Hence \(K_{n} \subseteq \operatorname{int}{K}_{n+1}\) for \(n \in\mathbb N\) and \(K_{1} \subseteq K_{2} \subseteq K_{3} \subseteq \ldots\).
We observe that \(\bigcup_{n=1}^{\infty} K_{n} \subseteq \Omega\), since each \(K_{n} \subseteq \Omega\).
For the reverse inclusion, let \(z \in \Omega\) and \(M\in\mathbb N\) be so that \(|z| \leq M\). Since \(\Omega\) is open, there exists \(\rho>0\) such that \(D(z, \rho) \subseteq \Omega\). Let \(N\in\mathbb N\) be the least integer greater than or equal to \(\max (M, \rho^{-1})\).
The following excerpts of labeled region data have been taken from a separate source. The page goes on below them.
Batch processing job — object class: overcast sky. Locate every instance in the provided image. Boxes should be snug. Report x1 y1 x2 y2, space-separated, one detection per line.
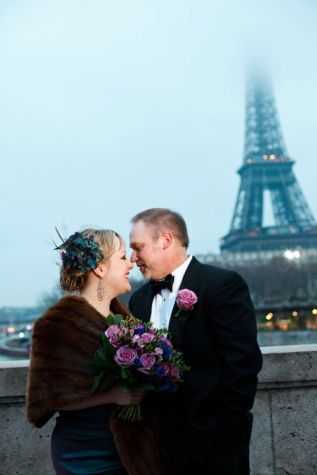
0 0 317 307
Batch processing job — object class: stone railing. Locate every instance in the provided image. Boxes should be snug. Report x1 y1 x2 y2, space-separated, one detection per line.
0 345 317 475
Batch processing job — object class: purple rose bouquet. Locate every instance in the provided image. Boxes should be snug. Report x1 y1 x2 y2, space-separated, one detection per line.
93 315 189 421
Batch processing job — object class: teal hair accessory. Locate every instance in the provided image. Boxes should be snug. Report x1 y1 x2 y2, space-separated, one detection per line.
55 229 104 273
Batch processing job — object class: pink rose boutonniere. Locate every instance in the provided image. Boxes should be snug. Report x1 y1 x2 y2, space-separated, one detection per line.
176 289 198 316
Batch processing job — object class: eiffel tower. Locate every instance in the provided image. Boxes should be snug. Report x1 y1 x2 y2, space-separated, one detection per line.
220 73 317 252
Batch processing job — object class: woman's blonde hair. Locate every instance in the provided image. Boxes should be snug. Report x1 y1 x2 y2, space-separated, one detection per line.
60 228 122 292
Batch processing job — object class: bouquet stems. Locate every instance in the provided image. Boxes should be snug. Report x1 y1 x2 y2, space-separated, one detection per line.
115 404 142 422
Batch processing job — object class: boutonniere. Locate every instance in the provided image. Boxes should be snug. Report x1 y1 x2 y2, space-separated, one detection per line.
175 289 198 317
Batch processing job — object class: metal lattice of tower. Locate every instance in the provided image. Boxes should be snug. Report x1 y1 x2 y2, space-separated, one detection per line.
221 73 317 252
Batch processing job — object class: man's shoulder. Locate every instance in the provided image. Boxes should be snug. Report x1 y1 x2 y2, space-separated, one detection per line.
130 281 150 302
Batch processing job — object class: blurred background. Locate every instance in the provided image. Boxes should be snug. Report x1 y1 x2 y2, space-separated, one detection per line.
0 0 317 359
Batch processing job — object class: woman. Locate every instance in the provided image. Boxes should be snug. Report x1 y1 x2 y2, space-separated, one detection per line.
27 229 143 475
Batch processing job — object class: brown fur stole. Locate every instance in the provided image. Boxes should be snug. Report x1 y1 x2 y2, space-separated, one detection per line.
26 296 160 475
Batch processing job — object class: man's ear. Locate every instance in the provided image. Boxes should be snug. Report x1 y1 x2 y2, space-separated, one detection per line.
161 231 174 250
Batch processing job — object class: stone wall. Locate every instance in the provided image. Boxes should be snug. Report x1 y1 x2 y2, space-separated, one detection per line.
0 345 317 475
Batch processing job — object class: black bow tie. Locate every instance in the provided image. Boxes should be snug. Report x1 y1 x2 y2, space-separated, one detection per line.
150 274 174 296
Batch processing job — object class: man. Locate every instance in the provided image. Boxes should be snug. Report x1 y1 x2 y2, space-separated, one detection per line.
130 208 262 475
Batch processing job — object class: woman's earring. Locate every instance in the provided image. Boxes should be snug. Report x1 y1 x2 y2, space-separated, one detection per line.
97 279 105 302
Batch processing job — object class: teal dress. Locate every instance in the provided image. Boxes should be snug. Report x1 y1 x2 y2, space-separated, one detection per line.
51 405 127 475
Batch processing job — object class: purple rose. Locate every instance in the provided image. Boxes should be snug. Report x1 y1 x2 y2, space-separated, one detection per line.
105 325 121 346
140 353 156 370
114 346 138 366
176 289 198 311
136 332 155 348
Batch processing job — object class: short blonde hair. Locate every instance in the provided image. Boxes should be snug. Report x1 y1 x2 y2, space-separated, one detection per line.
60 228 122 292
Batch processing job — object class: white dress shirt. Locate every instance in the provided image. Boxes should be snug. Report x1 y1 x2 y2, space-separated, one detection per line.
150 256 192 328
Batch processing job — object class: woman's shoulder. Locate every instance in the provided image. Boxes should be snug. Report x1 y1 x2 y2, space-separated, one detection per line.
33 295 94 334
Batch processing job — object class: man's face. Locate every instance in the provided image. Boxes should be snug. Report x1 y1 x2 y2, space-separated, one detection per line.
130 221 165 279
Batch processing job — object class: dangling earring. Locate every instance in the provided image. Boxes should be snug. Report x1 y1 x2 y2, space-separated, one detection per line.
97 279 105 302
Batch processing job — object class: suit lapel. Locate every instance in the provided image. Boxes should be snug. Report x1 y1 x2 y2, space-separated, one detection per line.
168 257 201 346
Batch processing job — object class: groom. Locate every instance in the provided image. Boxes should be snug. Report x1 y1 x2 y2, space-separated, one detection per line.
130 208 262 475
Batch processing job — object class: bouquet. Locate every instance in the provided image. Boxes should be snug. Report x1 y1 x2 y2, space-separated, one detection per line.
93 315 189 422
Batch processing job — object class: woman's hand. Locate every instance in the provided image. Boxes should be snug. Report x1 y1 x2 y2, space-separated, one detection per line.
107 386 144 406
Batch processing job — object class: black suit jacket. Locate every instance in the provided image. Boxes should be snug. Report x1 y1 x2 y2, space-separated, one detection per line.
130 257 262 475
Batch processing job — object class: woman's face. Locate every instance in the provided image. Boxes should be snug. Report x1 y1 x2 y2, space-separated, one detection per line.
104 239 134 296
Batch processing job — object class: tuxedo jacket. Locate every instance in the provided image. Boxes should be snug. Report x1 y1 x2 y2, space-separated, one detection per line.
129 257 262 448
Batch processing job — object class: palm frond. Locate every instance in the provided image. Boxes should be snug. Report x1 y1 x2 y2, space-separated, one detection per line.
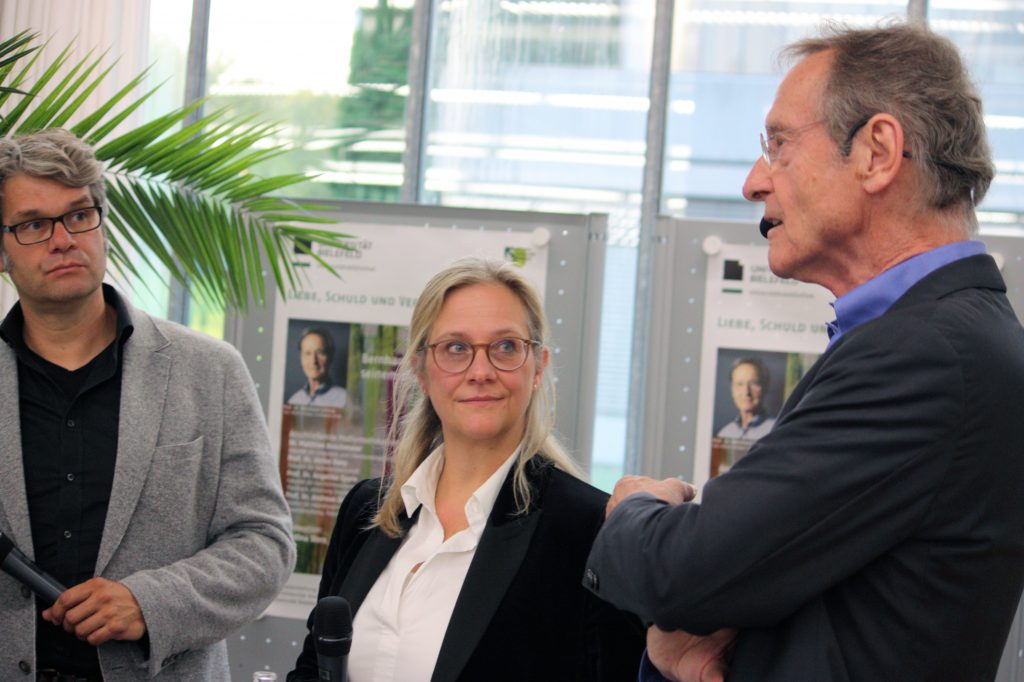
0 32 349 310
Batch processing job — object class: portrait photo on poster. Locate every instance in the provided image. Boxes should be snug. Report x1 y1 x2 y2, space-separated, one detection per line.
709 348 818 478
284 319 349 409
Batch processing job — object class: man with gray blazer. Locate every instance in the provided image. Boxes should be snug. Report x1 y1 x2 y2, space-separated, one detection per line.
0 130 295 682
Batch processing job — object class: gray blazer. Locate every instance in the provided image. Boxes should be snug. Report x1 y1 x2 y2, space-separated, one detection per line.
0 299 295 682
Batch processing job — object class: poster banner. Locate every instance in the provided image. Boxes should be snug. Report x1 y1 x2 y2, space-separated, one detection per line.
267 223 548 620
693 245 835 487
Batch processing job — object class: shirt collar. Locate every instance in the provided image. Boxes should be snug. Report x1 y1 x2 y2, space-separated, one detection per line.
401 443 519 536
828 241 985 346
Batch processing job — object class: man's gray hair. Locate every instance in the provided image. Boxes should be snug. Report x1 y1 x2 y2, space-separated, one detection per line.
782 24 995 230
0 128 106 254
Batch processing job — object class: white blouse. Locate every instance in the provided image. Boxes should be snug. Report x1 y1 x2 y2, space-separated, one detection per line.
348 445 518 682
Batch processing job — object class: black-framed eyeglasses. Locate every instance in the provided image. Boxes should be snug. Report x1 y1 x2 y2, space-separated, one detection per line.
424 337 541 374
2 206 103 246
761 119 827 168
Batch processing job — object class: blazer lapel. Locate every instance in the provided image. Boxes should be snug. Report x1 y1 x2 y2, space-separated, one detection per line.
338 522 407 617
0 348 33 556
96 308 171 576
430 462 547 682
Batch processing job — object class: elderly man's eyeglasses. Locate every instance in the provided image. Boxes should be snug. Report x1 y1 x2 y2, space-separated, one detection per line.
425 337 540 374
761 119 824 168
2 206 103 246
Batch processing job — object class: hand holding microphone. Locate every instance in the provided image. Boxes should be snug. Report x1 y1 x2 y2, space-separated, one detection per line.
313 597 352 682
0 532 67 604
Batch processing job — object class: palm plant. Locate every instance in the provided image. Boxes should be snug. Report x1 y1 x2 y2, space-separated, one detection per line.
0 32 346 310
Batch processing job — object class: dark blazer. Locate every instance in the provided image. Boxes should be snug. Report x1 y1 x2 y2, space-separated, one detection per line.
588 255 1024 682
288 457 644 682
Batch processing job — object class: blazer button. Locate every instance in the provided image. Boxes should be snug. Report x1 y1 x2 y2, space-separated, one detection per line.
583 568 601 592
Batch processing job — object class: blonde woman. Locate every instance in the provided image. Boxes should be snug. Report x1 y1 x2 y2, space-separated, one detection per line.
288 259 643 682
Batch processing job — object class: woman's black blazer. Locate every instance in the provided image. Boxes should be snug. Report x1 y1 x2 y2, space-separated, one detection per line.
288 456 644 682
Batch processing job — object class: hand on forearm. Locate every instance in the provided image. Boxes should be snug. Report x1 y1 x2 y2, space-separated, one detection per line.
604 476 697 517
647 626 736 682
43 578 145 646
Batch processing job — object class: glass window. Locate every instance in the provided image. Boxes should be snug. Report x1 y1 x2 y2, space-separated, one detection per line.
662 0 906 220
929 0 1024 235
130 2 195 321
207 0 413 201
421 0 654 487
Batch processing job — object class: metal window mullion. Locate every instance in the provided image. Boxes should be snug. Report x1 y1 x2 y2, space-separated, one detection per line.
401 0 434 204
624 0 676 473
167 0 211 325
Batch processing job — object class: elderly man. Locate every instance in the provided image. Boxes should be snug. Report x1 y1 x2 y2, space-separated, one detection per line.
0 125 295 682
586 21 1024 682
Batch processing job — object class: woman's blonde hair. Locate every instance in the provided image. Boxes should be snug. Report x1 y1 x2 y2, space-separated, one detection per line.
372 258 580 538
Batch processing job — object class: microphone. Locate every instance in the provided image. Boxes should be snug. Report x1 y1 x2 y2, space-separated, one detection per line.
313 597 352 682
0 532 68 604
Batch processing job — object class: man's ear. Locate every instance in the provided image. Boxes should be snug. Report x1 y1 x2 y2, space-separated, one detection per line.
851 114 908 195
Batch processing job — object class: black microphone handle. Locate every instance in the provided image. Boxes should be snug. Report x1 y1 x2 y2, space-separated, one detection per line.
0 547 67 606
316 638 348 682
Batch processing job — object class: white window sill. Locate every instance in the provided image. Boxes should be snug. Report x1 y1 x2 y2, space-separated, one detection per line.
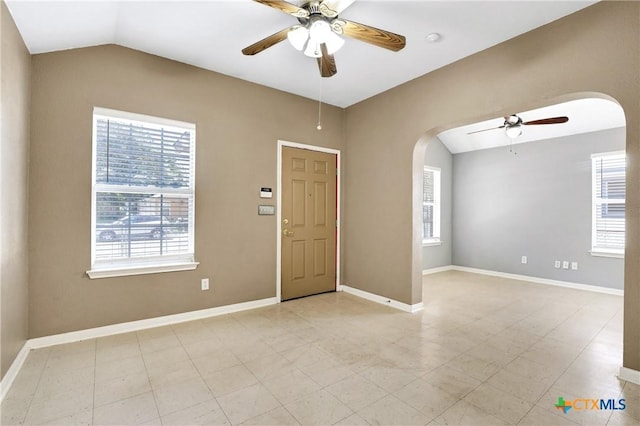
589 250 624 259
87 262 200 280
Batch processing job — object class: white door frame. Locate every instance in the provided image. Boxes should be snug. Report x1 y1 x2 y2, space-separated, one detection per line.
276 140 342 303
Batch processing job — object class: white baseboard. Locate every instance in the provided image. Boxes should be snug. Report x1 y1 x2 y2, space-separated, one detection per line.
27 297 277 349
618 367 640 385
451 265 624 296
422 265 454 275
0 342 31 403
340 284 424 313
0 297 278 402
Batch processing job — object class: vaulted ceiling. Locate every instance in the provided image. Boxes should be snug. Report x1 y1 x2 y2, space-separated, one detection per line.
7 0 595 107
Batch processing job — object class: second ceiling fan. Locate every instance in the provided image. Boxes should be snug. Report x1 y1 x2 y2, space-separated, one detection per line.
467 114 569 139
242 0 406 77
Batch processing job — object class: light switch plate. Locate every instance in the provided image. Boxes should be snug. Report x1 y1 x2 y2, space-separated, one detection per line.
258 204 276 216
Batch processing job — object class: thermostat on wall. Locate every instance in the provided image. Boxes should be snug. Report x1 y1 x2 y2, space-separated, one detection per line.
260 188 273 198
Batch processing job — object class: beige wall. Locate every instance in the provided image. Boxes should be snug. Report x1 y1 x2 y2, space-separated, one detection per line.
29 46 344 337
344 2 640 370
0 1 31 377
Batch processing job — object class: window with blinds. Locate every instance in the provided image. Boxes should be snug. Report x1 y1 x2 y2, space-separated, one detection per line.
89 108 195 276
591 152 626 255
422 166 440 244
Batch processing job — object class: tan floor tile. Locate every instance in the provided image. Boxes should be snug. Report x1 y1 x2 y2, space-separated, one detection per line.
445 353 502 382
204 365 258 397
394 380 459 420
162 399 231 426
191 349 242 377
0 396 31 425
464 383 533 424
147 361 201 389
358 365 423 392
153 377 213 416
487 370 550 404
242 407 300 426
96 342 142 367
285 390 353 425
435 401 508 426
217 384 280 424
326 375 387 411
300 358 355 387
358 395 431 425
262 369 320 405
93 372 151 407
95 353 147 383
93 392 158 426
422 365 482 399
518 406 575 426
2 271 628 425
25 384 93 424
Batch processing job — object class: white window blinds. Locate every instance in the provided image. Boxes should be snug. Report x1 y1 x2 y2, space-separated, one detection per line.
422 166 440 243
92 108 195 269
591 152 626 253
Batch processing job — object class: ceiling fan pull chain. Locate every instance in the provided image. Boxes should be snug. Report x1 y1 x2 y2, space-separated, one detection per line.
316 78 322 130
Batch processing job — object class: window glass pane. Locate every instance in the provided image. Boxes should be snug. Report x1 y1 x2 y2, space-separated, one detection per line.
422 205 433 238
96 118 191 188
95 192 191 260
422 170 435 203
592 154 626 251
92 109 195 268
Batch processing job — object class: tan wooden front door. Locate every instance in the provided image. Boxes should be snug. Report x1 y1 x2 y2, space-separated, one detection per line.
281 147 337 300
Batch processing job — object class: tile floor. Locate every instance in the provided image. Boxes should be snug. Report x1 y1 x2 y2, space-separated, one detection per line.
2 271 640 425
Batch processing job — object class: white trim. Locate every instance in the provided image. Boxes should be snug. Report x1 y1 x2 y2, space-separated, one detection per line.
452 266 624 296
0 341 31 403
27 297 276 349
422 239 442 247
340 285 424 314
422 265 454 275
618 367 640 385
276 140 342 303
0 297 278 402
589 249 624 259
87 262 200 280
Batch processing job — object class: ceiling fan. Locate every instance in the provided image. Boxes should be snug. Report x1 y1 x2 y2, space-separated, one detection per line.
467 114 569 139
242 0 406 77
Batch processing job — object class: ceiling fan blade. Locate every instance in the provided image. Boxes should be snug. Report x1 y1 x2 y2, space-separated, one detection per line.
467 124 505 135
242 28 291 55
320 0 355 18
317 43 338 77
522 117 569 126
332 19 407 52
253 0 309 18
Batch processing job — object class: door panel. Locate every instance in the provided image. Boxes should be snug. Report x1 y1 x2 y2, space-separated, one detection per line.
281 147 337 300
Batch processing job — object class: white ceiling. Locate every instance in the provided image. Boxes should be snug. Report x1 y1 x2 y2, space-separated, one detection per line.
7 0 595 107
438 98 626 154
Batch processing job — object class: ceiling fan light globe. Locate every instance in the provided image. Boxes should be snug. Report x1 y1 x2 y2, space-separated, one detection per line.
325 31 344 55
504 124 522 139
287 27 309 51
309 19 333 44
304 39 322 58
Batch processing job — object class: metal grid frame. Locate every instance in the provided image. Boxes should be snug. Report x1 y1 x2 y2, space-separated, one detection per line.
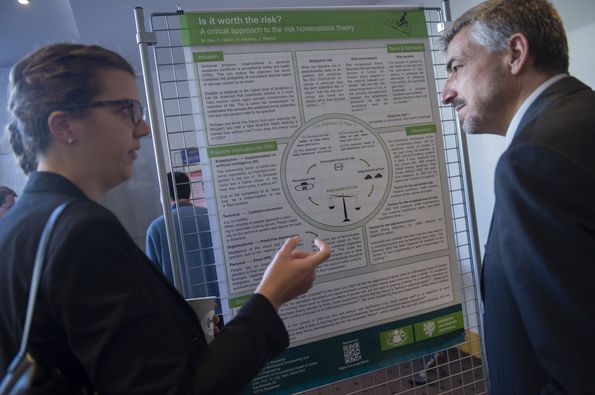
141 8 487 395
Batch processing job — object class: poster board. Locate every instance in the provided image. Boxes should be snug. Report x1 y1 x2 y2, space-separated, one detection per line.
158 8 470 393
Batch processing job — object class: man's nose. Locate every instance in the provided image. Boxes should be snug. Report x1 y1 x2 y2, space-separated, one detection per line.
440 78 457 104
134 119 151 137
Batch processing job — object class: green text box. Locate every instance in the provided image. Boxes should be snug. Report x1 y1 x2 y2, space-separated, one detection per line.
207 140 277 158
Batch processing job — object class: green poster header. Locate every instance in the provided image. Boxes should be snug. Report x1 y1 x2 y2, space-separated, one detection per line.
192 51 223 63
180 9 428 45
386 43 426 53
207 140 277 158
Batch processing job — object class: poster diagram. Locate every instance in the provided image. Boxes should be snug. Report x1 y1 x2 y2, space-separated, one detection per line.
180 8 464 394
281 115 392 230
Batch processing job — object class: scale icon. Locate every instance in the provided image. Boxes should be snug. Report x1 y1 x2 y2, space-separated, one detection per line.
328 193 362 222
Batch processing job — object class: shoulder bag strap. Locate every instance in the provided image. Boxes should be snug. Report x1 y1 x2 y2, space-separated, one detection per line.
19 201 72 355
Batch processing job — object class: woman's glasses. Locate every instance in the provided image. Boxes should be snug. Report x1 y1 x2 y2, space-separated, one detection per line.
70 99 145 126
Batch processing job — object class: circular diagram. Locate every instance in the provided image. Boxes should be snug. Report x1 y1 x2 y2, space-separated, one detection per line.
282 114 392 230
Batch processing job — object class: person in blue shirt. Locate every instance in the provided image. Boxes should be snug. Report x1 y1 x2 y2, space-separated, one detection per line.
145 172 219 298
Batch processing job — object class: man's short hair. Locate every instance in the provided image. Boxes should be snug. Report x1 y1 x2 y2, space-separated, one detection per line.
167 171 190 200
0 185 17 205
440 0 569 73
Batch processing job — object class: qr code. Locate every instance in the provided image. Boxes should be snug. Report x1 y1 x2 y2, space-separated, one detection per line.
343 342 362 364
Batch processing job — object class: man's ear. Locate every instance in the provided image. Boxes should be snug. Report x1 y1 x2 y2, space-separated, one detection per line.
507 33 529 75
48 111 74 144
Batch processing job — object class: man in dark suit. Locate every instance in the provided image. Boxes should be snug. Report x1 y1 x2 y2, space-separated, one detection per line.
442 0 595 395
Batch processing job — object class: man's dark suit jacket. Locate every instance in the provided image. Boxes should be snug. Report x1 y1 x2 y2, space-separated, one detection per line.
0 172 288 394
482 77 595 395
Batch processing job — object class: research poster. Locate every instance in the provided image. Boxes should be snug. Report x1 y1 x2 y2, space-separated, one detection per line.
180 8 464 394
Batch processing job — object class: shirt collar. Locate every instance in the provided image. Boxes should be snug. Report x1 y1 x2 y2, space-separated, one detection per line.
504 74 568 149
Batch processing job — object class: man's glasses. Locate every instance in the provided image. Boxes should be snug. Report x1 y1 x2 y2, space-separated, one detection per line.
70 99 145 126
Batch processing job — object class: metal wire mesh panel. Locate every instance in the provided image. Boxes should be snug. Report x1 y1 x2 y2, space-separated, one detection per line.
151 9 487 395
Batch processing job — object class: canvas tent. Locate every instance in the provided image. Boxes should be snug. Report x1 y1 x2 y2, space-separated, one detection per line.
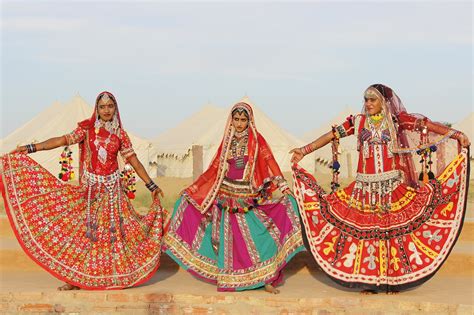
453 112 474 159
0 95 151 175
153 98 313 177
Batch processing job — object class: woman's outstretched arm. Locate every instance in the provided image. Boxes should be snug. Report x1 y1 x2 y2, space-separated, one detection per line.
11 136 67 153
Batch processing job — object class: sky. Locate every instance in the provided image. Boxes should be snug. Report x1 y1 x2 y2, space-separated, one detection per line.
0 1 473 138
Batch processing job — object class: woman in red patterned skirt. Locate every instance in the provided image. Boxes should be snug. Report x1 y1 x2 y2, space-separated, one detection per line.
0 92 163 290
290 84 470 293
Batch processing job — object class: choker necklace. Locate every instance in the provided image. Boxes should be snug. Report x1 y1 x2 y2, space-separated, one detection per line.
231 135 249 170
369 113 384 124
234 127 249 138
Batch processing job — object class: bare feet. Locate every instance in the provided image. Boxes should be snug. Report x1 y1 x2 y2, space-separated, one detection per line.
58 283 81 291
265 284 280 294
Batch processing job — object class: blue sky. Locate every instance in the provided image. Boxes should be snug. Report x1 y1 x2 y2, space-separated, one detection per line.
0 1 473 138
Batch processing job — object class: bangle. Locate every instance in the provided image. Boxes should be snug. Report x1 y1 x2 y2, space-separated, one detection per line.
26 143 36 153
301 143 314 155
145 181 159 192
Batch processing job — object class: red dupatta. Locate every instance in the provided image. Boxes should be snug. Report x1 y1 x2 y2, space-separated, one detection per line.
184 102 284 213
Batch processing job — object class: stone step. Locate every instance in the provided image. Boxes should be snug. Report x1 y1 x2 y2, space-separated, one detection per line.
0 270 474 314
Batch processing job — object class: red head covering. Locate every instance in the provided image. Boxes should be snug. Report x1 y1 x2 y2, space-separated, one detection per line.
78 91 122 181
184 102 284 213
78 91 122 129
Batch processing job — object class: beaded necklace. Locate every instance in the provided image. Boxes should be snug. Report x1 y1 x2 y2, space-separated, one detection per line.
231 130 249 169
369 112 384 125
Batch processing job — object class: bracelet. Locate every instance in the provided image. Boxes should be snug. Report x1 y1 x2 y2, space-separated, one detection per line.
145 181 159 192
26 143 36 153
451 130 463 141
301 143 314 155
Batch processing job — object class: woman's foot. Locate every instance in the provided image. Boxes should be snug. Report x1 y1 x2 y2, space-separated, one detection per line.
58 283 81 291
265 284 280 294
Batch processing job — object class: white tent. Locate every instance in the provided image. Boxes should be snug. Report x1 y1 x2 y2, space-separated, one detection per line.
453 112 474 159
154 98 313 177
0 95 156 175
303 106 359 177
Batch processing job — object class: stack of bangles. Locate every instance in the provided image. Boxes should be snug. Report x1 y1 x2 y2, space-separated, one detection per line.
278 181 290 193
301 143 315 155
26 143 36 153
145 181 159 192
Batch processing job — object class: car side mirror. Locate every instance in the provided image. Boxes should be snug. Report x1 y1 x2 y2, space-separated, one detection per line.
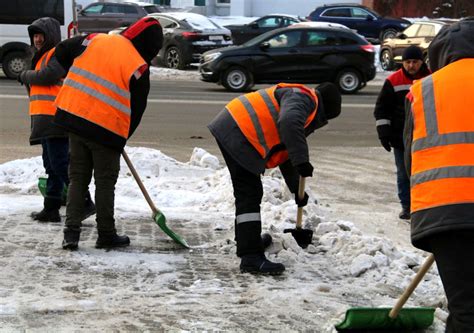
260 42 270 50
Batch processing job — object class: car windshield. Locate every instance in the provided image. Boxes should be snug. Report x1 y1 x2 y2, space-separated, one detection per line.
242 30 282 46
183 16 221 30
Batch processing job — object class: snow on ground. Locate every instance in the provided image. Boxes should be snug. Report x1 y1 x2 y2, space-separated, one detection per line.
0 148 446 332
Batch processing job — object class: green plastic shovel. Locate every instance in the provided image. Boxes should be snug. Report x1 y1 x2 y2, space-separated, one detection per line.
336 254 435 332
122 149 189 248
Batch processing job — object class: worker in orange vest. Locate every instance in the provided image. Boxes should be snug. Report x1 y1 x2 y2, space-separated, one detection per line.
404 18 474 332
17 17 95 222
54 17 163 250
208 83 341 275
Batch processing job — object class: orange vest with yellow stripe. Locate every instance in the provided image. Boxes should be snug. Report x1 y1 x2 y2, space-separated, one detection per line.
226 83 318 168
30 48 62 116
410 59 474 213
56 34 146 139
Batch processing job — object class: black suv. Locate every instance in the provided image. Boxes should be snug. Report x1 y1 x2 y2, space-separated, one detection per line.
199 22 375 93
307 4 410 42
77 2 161 33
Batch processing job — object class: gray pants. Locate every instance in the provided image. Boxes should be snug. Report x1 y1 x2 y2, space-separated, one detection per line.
66 133 120 235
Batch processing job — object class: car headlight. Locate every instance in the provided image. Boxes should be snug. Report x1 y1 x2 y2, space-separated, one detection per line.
204 52 222 62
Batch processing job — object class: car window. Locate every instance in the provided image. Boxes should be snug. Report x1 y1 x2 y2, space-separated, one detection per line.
321 8 351 17
306 31 337 46
143 6 160 14
158 17 178 29
102 4 125 14
183 16 220 29
403 23 420 37
84 4 104 14
267 31 301 49
257 16 282 28
351 8 372 19
122 6 138 14
417 24 435 37
339 34 360 45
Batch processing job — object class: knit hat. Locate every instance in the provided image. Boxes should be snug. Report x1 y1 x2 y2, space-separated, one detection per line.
315 82 341 119
402 45 423 61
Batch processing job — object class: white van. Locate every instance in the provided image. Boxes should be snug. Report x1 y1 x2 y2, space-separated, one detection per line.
0 0 77 79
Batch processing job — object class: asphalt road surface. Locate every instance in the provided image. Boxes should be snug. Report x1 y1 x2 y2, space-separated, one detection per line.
0 77 381 163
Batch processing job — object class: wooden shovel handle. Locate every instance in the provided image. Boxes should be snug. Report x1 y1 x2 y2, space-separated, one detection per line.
388 254 434 319
296 176 306 229
122 149 158 214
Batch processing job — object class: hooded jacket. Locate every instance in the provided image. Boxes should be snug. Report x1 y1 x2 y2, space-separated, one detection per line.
208 88 327 193
404 19 474 251
55 18 163 152
20 17 67 145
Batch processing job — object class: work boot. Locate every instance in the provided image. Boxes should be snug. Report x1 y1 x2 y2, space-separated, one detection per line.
95 233 130 249
30 208 61 222
240 254 285 275
62 227 81 251
81 195 97 221
398 208 411 220
261 233 272 249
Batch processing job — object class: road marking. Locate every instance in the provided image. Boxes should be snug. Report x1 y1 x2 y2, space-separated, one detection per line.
0 95 375 109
Then \(|z| \leq M \leq N\) and for \(a \notin \Omega\) we have \(|z-a| \geq \rho \geq \frac{1}{N}\). Therefore \(z \in K_{N}\) and thus \(\Omega \subseteq \bigcup_{n=1}^{\infty} K_{n}\), hence \(\Omega=\bigcup_{n=1}^{\infty} K_{n}\).
We also have a stronger result \(\Omega=\bigcup_{n=1}^{\infty} \operatorname{int}{K}_{n}\).
Indeed, since \(K_{n} \subseteq \operatorname{int}{K}_{n+1}\), we have \[\Omega \subseteq \bigcup_{n=1}^{\infty} K_{n} \subseteq \bigcup_{n=2}^{\infty} \operatorname{int}{K}_{n} \subseteq \bigcup_{n=1}^{\infty} \operatorname{int}{K}_{n}\subseteq \Omega.\]
Let \(K\) be a compact subset of \(\Omega\). Then \[K \subseteq \bigcup_{n=1}^{\infty} \operatorname{int}{K}_{n}\] is an open cover of \(K\). Therefore, \(K \subseteq \bigcup_{n=1}^{P} \operatorname{int}{K}_{n}\) for some \(P\in \mathbb N\).
Thus \[K \subseteq K_{1} \cup K_{2}\cup \ldots \cup K_{P}=K_{P}. \qquad \tag*{$\blacksquare$}\]
Let \(\Omega\subseteq \mathbb C\) be a region and \((f_{n})_{n \in\mathbb N}\) be a sequence such that \(f_{n} \in H(\Omega)\) converges uniformly on compact subsets of \(\Omega\). Assume that \(f_{n}\) is one-to-one for any \(n \in\mathbb N\). Then the limit function \(f=\lim_{n\to\infty}f_n\) is either constant or one-to-one on \(\Omega\).
Proof: Note that \(f \in H(\Omega)\). ( Why?)
Assume that \(f\) is not one-to-one, then there exist \(z_{1}, z_{2} \in \Omega\) such that \(z_{1} \neq z_{2}\) with \(f\left(z_{1}\right)=f\left(z_{2}\right)\).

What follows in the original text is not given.